As a boy, my father Tim used to look forward to the annual late summer vacation with his Norwegian cousins with a mixture of fascination and dread. The family, who had made a small fortune in pharmaceuticals, lived on a large property in the town of Moss overlooking the Oslo Fjord, in what can best be described as one part country estate mixed with two parts scout camp. Resolutely off the grid at a time when the rest of Europe’s wealthy and powerful were embracing every creature comfort that money could buy, Feste House which had neither mains drainage nor electricity, was a wildly eccentric Scandinavian outpost of muscular Christianity.
Every morning in all weathers, except on those rare occasions that the fjord was iced over, Wilhelm the family patriarch, known to everyone as ‘Bestefar’ (Norwegian for grandpa) would march to the water’s edge in his pyjamas to take a bracing naked dip and then repair to one of the small ‘earth closet’ huts ranged across the hillside, to read his copy of Norske Dagsbladet. Having once stumbled bleary eyed on an irascible Bestefar in the middle of this ritual, my father was terrified whenever nature called.

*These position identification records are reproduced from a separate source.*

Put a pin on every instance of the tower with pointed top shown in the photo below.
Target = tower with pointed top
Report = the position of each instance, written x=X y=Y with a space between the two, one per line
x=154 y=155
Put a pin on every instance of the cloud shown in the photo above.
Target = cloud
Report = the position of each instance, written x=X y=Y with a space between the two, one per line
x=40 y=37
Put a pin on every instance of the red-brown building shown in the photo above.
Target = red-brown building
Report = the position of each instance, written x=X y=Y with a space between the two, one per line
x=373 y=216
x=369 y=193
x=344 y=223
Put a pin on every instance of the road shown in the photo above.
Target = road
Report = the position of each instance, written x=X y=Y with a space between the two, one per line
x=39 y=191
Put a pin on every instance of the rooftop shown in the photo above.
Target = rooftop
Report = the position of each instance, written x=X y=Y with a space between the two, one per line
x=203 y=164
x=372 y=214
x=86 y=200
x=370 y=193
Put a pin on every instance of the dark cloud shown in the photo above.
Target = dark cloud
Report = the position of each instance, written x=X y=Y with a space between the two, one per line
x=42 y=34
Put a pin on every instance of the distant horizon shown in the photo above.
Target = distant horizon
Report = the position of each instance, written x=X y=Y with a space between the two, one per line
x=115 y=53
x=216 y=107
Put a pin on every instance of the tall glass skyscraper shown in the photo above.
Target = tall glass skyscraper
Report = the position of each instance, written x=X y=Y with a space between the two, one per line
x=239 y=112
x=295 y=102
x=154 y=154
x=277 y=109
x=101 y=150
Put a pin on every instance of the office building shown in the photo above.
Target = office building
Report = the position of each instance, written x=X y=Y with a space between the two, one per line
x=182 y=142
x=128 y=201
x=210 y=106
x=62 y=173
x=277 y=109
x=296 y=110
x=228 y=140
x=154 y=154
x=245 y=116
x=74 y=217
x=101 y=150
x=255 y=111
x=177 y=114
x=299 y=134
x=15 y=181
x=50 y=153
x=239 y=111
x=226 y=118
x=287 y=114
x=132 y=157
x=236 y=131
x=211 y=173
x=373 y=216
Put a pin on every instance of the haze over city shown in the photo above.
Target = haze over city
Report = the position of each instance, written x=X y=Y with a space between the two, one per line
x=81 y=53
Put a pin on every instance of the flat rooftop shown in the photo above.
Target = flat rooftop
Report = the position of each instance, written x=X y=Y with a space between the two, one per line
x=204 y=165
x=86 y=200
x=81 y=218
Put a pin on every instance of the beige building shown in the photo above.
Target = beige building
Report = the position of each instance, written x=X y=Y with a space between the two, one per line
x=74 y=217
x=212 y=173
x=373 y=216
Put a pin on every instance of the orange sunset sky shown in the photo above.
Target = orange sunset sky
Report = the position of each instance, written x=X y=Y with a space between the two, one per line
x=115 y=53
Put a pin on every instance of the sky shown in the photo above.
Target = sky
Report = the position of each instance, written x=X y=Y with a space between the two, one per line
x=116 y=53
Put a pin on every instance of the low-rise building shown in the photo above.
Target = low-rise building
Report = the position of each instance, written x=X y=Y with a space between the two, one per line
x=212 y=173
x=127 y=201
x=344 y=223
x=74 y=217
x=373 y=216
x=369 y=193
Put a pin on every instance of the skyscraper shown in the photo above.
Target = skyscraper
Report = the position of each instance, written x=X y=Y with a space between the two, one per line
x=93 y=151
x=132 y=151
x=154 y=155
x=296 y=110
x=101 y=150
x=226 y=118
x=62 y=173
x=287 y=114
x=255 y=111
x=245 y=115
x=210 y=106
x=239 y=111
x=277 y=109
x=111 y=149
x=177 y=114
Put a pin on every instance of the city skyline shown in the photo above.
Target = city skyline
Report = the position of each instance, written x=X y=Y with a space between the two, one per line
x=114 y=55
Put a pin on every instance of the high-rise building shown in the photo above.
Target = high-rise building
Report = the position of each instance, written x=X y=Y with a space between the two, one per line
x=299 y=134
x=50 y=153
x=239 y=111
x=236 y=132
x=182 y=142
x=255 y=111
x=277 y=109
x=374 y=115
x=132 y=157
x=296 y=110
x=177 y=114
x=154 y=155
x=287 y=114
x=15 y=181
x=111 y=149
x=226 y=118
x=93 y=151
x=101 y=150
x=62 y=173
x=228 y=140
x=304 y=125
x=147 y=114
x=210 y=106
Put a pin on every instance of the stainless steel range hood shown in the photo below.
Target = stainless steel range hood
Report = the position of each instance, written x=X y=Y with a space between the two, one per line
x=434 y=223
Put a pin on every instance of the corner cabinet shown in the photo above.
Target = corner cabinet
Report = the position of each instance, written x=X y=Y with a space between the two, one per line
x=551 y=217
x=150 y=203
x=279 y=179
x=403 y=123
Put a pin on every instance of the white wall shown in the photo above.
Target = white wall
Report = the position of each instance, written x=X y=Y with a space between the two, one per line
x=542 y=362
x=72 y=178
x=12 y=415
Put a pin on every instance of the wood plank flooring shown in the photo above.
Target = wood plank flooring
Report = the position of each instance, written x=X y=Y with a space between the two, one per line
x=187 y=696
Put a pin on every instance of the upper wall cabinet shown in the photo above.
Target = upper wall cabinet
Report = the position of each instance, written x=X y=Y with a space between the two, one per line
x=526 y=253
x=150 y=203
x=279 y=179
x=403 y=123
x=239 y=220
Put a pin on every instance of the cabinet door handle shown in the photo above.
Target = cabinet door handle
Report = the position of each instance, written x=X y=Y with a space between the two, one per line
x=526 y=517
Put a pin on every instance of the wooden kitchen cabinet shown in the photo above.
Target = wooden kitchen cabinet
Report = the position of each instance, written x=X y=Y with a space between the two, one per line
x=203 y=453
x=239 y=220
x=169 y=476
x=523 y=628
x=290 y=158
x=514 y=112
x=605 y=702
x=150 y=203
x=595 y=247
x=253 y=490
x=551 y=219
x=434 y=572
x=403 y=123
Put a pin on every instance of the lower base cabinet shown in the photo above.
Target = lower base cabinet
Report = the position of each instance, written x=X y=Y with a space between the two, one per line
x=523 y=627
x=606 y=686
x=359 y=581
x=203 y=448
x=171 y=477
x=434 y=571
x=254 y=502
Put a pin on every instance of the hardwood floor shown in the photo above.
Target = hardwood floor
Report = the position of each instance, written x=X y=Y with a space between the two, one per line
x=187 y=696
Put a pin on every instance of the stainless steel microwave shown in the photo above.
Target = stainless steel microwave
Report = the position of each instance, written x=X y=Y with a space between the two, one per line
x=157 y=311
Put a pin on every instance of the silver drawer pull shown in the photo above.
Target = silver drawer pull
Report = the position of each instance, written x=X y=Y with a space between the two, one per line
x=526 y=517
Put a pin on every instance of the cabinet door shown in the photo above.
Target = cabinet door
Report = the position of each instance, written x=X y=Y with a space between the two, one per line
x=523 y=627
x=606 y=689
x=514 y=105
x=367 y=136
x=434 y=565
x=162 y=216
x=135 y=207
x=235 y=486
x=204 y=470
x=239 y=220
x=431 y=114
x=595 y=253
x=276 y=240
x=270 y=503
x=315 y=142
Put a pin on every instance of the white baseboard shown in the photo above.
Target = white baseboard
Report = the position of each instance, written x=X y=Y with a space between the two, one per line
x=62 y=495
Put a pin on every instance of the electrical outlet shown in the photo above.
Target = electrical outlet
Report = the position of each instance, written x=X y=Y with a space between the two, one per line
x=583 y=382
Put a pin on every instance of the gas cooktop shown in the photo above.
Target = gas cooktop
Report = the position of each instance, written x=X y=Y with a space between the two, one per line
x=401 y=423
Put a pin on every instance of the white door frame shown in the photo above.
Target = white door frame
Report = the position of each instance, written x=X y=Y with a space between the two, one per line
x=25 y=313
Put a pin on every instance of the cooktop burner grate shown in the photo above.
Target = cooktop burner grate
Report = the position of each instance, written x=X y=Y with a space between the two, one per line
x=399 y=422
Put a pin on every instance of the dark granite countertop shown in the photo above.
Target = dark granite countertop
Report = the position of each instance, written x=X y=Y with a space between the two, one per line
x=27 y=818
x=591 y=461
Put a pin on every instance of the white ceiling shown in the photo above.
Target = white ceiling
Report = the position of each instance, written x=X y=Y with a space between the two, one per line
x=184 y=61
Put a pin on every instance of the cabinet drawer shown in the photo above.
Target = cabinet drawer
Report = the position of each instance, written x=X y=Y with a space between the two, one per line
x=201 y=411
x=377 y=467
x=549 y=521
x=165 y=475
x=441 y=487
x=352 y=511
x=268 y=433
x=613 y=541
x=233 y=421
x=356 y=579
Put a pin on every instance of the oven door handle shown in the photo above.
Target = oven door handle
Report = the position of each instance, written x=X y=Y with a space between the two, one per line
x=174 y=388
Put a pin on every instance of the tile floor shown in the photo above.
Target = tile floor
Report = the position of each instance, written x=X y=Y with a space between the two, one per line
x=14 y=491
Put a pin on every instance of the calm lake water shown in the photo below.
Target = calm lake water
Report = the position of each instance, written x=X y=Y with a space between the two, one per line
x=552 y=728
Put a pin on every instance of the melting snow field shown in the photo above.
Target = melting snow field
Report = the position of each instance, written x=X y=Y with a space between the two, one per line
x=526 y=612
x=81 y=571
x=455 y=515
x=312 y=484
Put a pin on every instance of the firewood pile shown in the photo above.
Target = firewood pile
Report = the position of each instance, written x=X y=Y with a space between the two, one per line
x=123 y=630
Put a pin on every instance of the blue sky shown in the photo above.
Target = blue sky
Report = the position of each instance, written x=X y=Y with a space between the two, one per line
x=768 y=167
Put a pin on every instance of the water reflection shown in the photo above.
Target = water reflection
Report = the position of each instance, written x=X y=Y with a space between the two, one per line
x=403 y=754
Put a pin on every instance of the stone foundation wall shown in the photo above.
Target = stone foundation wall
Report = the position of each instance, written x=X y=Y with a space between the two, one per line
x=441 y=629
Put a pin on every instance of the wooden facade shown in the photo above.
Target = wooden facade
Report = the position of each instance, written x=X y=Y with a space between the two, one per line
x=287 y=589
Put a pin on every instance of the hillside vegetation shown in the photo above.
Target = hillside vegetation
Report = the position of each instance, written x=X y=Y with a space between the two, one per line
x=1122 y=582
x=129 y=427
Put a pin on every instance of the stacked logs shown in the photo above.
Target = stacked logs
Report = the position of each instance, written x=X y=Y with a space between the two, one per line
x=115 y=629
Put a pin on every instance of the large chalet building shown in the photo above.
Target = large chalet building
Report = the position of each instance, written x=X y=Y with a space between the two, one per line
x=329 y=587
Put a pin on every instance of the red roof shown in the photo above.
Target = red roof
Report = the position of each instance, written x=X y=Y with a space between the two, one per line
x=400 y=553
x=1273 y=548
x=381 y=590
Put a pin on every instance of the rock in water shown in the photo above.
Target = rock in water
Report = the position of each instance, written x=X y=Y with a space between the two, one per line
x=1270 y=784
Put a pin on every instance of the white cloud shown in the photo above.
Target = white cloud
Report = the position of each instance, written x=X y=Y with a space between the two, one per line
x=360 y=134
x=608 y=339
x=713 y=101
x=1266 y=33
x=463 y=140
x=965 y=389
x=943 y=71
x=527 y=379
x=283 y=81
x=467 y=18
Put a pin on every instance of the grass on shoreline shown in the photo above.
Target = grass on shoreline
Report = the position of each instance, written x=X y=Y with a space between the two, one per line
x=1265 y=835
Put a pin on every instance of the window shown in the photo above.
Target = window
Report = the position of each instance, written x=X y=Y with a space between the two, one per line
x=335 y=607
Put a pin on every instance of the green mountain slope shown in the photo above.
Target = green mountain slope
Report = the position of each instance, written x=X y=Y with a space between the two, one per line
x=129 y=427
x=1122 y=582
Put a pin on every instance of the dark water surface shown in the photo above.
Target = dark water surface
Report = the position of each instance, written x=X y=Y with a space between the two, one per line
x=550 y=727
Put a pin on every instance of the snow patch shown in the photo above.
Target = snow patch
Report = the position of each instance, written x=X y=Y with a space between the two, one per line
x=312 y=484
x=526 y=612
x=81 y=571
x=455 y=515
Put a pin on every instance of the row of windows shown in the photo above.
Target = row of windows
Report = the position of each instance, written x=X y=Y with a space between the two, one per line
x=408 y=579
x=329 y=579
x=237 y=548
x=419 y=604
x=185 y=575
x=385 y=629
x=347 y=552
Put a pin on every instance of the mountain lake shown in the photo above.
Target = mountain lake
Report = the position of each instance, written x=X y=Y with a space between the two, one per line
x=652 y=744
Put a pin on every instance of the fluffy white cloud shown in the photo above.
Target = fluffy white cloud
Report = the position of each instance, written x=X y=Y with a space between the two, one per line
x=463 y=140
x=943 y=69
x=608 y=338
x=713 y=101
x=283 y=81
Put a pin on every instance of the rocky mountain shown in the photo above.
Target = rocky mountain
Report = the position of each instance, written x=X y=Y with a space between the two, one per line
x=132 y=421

With five sons who were members of the Norwegian parliament, a daughter (my great aunt Maria) and three grandsons (John, Olaf and Martin) who were close to my father’s age, Bestefar would preside over enormous extended family meals eaten at all hours at a long table next to the croquet lawn, in the near perpetual daylight of a Scandinavian summer. Inevitably the centrepiece would be a pickled herring dish of one kind or another but on one strange and unforgettable occasion my father was part of an ancient Viking tradition. As dessert was cleared away Bestefar announced “Olaf, time for the old cheese! Take Tim with you.”
Olaf set off across the croquet lawn with my father in tow and disappeared into a thicket of rhododendrons, which revealed a hitherto unnoticed wooden box that was about six feet square. Ranged neatly inside it were several large tins with dates on the labels like so many wine vintages. Selecting the oldest of them, which dated back to the early 1920s, they headed back to the excited gathering. Eyes shining, Bestefar opened the tin of Gamalost (Norwegian for ‘old cheese’) and my father’s senses were assaulted by a pungent smell that has been flatteringly described as ‘dog’s bed’ or ‘old socks’.
That visit was in August 1939. On the second of September, with a British declaration of war against Germany seemingly inevitable, my father and his family hastily packed and boarded the boat train from Oslo to Newcastle. Nervously scanning the horizon in their lifejackets for hostile shipping throughout the crossing, they made it back home hours before war broke out. The following evening the SS Athenia, an unarmed passenger ship was torpedoed by a U boat in the Eastern Atlantic and the blockade of Norway’s ports which culminated in Germany’s invasion and occupation began.
These extended family gatherings resumed for two summers starting in 1947, but somehow with Bestefar no longer around, (he had passed away in 1945 at the age of 101) and with the lingering hangover of a conflict that no one wanted to talk about, the visits petered out.
Pickled Herring: Serves 4 to 6
While not exactly my favourite thing in the world (I much prefer them smoked), we became very familiar with this dish when we lived in Warsaw in the 1990s. This Swedish version is the best I’ve found.
¼ cup kosher salt
5 cups of water, divided
1lb herring fillets
2 cups distilled vinegar
¼ cup sugar
1 tsp mustard seeds
2 tsp whole allspice
2 tsp black peppercorns
3 bay leaves
2 cloves
1 medium red onion, thinly sliced
Heat 4 cups of water to dissolve the salt then let the resulting brine cool to room temperature. Add the herring fillets to the brine and refrigerate overnight or up to 24 hours. Bring the sugar, vinegar, spices, and remaining cup of water to the boil, simmer for 5 minutes, then turn off the heat and let it steep until cold.
Remove the herrings from the brine and layer them in a glass jar alternating with slices of onion. Divide the spices if using more than one jar. Pour the pickling liquid into the jars and seal.
Wait at least one day before consuming. They’ll happily store in the fridge for up to one month.